Modalités spécifiques à la presse multimédia. Dimension d’information-connaissance à visée pratique, développée sur les extensions électroniques, économiquement exploitable:
- dimension la plus facilement monnayable grâce à des procédés techniques de rétribution : pour des services utiles et présentant une réelle valeur ajoutée par rapport à l’édition imprimée (exemple : formation pointue).
-Mise en place de passerelles hypertextuelles vers les activités dans le domaine des acteurs responsables de ces sites Web d’information : services de veille et prestations techniques.
Acteurs économiques du domaine sollicités par les acteurs médiatiques pour participer au développement d’une information-connaissance à visée pratique sur les extensions électroniques :
- acteurs économiques associés aux acteurs médiatiques sur les sites Web d’information : assistance, éléments pratiques pour l’emploi de leurs produits, informations brutes procédant d’une “ légitimité  de marque ”.
- acteurs économiques fournissant l’essentiel des contenus des CD-Roms accompagnant les magazines par la distribution de leurs logiciels.
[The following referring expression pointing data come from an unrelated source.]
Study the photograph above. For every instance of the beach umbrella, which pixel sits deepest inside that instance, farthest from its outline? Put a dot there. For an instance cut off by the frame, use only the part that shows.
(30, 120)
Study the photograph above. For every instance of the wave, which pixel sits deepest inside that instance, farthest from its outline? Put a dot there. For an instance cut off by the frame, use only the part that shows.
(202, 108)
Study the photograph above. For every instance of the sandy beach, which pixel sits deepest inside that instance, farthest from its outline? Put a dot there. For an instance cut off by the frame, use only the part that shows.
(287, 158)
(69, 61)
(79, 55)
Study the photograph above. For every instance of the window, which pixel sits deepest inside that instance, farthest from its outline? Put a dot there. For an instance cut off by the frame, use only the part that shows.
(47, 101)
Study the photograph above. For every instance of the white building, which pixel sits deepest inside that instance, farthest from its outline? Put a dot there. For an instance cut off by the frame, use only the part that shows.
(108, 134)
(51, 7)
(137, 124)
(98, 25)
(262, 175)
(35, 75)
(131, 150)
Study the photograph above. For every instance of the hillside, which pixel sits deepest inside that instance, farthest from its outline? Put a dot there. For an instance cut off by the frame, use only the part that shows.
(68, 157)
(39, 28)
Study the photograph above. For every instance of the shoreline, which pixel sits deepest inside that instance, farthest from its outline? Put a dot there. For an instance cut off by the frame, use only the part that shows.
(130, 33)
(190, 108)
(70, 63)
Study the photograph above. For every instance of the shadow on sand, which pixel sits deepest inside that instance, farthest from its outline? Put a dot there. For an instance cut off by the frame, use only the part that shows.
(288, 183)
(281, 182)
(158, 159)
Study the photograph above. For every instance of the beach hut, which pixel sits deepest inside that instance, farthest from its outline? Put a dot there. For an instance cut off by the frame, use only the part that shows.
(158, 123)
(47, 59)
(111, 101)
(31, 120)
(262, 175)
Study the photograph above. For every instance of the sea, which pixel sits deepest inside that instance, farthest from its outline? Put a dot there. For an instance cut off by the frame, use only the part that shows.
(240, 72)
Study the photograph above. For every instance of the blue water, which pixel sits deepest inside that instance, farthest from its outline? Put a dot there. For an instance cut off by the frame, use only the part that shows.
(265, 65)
Le mode de fonctionnement médiatique de la presse multimédia se réinscrit donc lui aussi dans une normalité, presque sans surprise, lors de cette période de maturation.

A une description journalistique classique et à un mode de diversification logique, correspond ainsi un retour à l'équilibre du rapport d'interdépendance de type économique entre la presse spécialisée et le domaine du multimédia auquel elle est consacrée.

Il s'agit maintenant de prendre du recul pour voir comment cette phase assure le lien entre les deux autres. Ceci en observant notamment comment elle a conservé puis transformé certains éléments originaux de la période “ cyber ” qui se retrouveront finalement à la base du modèle généraliste final.